La Minute de Gloire de MS – St-Valentin

Texte interprété par moi le 9 février dernier, sur les ondes de CIBL 101,5 FM, à Montréal.

La Saint-Valentin, c’est la fête des amoureux, mais c’est surtout la fête de l’amour. L’amour qui, bien qu’il soit la plus belle des émotions, demeurera sans doute à tout jamais la plus difficile à saisir.

Ne dit-on pas : «Les crocodiles vivent 100 ans ; les roses trois jours. Et pourtant, on offre des roses»?

Et l’amour, il y en a de toutes les sortes.

Pour tout le monde, il y a le premier. La petite chenille qui grandit dans les ventricules de notre coeur se transforme maladroitement en papillon. C’est l’amour qui fait battre le sang partout partout, qui donne chaud et froid, qui fout la trouille au premier pas et donne du courage pour le saut dans le vide. Celui pour qui on donne toute sa personne et pour qui on s’effondre au complet trop souvent après.

Pour certains, il y a le grand. Celui qui prend toute la place, auquel on pense le jour et rêve la nuit. L’impossible devient possible et même la seule option, l’unique ambition. On se tend, on s’étend ; on se cambre, se cante ; on se courbe, se recourbe, vers l’autre et nulle part ailleurs. Puis, s’embrasse et s’embrase et on s’aime de tout et de rien parce que le grand amour c’est la plénitude et le néant tout à la fois.

Quelques romantiques malchanceux se consument dans l’amour impossible. Acte 5, scène 6, Cyrano de Bergerac se meurt et lance :

 

Que dites-vous? C’est inutile? Je le sais!

Mais on ne se bat pas dans l’espoir du succès!

Non! Non, c’est bien plus beau lorsque c’est inutile!

 

Il y a ceux qui ont l’amour de toujours. L’amour du premier jour jusqu’au dernier. L’inspiration au soupir. De la grande lumière qui aveugle, celle qui remplit les rues du petit matin et qui s’amenuise et s’éteint le soir venu, mais qui persiste dans les étoiles et les lampadaires, se transforme en lueur.
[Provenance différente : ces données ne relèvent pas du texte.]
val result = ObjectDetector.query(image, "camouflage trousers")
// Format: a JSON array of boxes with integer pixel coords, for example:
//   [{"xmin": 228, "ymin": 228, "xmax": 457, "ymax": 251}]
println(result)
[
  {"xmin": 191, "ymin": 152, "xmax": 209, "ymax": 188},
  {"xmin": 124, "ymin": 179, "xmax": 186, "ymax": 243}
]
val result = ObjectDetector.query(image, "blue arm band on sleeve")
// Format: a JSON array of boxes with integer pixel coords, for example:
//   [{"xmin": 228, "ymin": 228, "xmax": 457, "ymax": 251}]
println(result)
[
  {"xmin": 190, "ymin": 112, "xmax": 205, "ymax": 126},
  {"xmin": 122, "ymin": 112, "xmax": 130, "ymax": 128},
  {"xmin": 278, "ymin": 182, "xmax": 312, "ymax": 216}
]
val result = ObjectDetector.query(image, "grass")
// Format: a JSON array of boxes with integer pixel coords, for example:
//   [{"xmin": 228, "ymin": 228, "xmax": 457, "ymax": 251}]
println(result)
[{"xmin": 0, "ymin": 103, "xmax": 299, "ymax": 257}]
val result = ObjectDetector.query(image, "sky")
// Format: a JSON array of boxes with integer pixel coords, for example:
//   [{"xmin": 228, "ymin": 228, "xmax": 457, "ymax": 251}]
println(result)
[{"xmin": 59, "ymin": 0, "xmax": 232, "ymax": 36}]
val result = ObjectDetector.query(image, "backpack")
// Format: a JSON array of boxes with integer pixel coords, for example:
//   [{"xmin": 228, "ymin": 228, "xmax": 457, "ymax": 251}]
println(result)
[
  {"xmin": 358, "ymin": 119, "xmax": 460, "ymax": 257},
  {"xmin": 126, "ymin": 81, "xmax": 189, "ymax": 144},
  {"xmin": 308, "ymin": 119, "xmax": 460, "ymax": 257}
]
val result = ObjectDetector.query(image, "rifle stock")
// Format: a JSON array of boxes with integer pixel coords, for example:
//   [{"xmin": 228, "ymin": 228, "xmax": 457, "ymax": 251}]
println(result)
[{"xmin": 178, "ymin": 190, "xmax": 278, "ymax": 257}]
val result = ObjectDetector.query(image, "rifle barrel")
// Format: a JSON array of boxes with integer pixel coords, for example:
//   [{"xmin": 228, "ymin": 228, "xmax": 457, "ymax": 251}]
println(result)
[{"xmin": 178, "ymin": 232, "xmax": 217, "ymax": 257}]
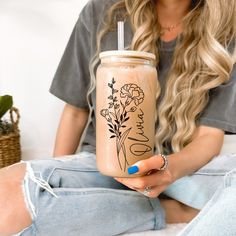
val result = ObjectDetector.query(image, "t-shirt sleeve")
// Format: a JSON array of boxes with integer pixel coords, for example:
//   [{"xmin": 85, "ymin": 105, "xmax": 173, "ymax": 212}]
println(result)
[
  {"xmin": 198, "ymin": 64, "xmax": 236, "ymax": 133},
  {"xmin": 49, "ymin": 5, "xmax": 92, "ymax": 109}
]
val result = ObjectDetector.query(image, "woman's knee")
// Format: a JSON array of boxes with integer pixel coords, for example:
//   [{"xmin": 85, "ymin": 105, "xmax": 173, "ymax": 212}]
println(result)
[{"xmin": 0, "ymin": 163, "xmax": 32, "ymax": 235}]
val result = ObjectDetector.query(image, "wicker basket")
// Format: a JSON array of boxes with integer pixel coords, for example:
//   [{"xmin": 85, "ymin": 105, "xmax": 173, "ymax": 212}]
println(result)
[{"xmin": 0, "ymin": 107, "xmax": 21, "ymax": 168}]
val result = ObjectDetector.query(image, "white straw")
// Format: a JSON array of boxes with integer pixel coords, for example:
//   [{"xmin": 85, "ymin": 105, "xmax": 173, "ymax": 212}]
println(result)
[{"xmin": 118, "ymin": 21, "xmax": 124, "ymax": 50}]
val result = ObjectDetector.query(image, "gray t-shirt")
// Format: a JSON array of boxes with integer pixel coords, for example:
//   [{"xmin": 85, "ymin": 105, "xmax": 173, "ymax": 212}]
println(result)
[{"xmin": 50, "ymin": 0, "xmax": 236, "ymax": 154}]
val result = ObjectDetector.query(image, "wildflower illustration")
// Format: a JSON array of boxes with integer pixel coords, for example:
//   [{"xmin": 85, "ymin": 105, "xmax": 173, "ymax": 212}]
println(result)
[{"xmin": 100, "ymin": 78, "xmax": 145, "ymax": 172}]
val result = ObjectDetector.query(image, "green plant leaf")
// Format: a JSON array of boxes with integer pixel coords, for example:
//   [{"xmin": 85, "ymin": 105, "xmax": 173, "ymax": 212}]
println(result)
[{"xmin": 0, "ymin": 95, "xmax": 13, "ymax": 119}]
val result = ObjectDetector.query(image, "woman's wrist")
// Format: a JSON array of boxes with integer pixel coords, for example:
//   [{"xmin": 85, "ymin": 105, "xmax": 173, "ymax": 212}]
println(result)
[{"xmin": 167, "ymin": 154, "xmax": 182, "ymax": 182}]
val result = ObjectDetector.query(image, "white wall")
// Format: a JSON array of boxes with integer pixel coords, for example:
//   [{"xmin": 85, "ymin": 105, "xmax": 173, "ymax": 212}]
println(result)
[{"xmin": 0, "ymin": 0, "xmax": 88, "ymax": 160}]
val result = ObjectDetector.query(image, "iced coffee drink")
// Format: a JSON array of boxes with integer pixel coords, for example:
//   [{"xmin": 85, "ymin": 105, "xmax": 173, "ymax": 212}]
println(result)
[{"xmin": 96, "ymin": 50, "xmax": 158, "ymax": 177}]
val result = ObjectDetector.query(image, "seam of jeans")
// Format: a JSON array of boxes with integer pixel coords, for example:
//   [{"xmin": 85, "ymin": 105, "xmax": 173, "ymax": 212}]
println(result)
[
  {"xmin": 148, "ymin": 198, "xmax": 166, "ymax": 230},
  {"xmin": 191, "ymin": 172, "xmax": 227, "ymax": 176},
  {"xmin": 224, "ymin": 168, "xmax": 236, "ymax": 187},
  {"xmin": 47, "ymin": 187, "xmax": 148, "ymax": 197},
  {"xmin": 45, "ymin": 167, "xmax": 99, "ymax": 185}
]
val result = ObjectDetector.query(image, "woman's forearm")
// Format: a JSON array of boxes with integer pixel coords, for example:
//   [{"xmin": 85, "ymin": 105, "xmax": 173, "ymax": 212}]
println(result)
[
  {"xmin": 53, "ymin": 104, "xmax": 89, "ymax": 157},
  {"xmin": 168, "ymin": 125, "xmax": 225, "ymax": 181}
]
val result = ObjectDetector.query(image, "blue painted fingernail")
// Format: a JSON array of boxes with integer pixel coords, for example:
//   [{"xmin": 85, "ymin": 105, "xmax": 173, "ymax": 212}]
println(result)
[{"xmin": 128, "ymin": 166, "xmax": 139, "ymax": 175}]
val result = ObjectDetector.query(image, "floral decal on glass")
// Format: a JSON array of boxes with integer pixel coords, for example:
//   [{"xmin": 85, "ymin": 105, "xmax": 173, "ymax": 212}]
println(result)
[{"xmin": 100, "ymin": 78, "xmax": 145, "ymax": 172}]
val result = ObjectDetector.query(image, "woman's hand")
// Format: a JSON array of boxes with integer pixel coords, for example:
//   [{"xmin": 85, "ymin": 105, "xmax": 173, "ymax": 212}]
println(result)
[
  {"xmin": 114, "ymin": 155, "xmax": 174, "ymax": 198},
  {"xmin": 114, "ymin": 126, "xmax": 224, "ymax": 198}
]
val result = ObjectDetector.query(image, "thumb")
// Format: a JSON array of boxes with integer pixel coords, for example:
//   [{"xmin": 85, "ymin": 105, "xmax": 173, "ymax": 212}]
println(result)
[{"xmin": 127, "ymin": 155, "xmax": 165, "ymax": 175}]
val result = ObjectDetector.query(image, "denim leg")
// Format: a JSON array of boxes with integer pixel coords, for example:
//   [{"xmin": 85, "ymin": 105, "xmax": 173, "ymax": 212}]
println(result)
[
  {"xmin": 16, "ymin": 152, "xmax": 165, "ymax": 236},
  {"xmin": 163, "ymin": 154, "xmax": 236, "ymax": 209},
  {"xmin": 177, "ymin": 168, "xmax": 236, "ymax": 236}
]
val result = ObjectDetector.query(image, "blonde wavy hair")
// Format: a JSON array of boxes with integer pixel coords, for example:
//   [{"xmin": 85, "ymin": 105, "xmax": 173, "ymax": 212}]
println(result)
[{"xmin": 89, "ymin": 0, "xmax": 236, "ymax": 154}]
L’amour de toujours n’est pas celui de tout le monde, mais tous ont l’amour toujours. Nous en mourons certes, mais en vivrons jusqu’à la fin.

La Saint-Valentin, c’est la fête des amoureux, mais c’est surtout la fête de l’amour. La plus belle des émotions, sans doute la plus difficile à saisir.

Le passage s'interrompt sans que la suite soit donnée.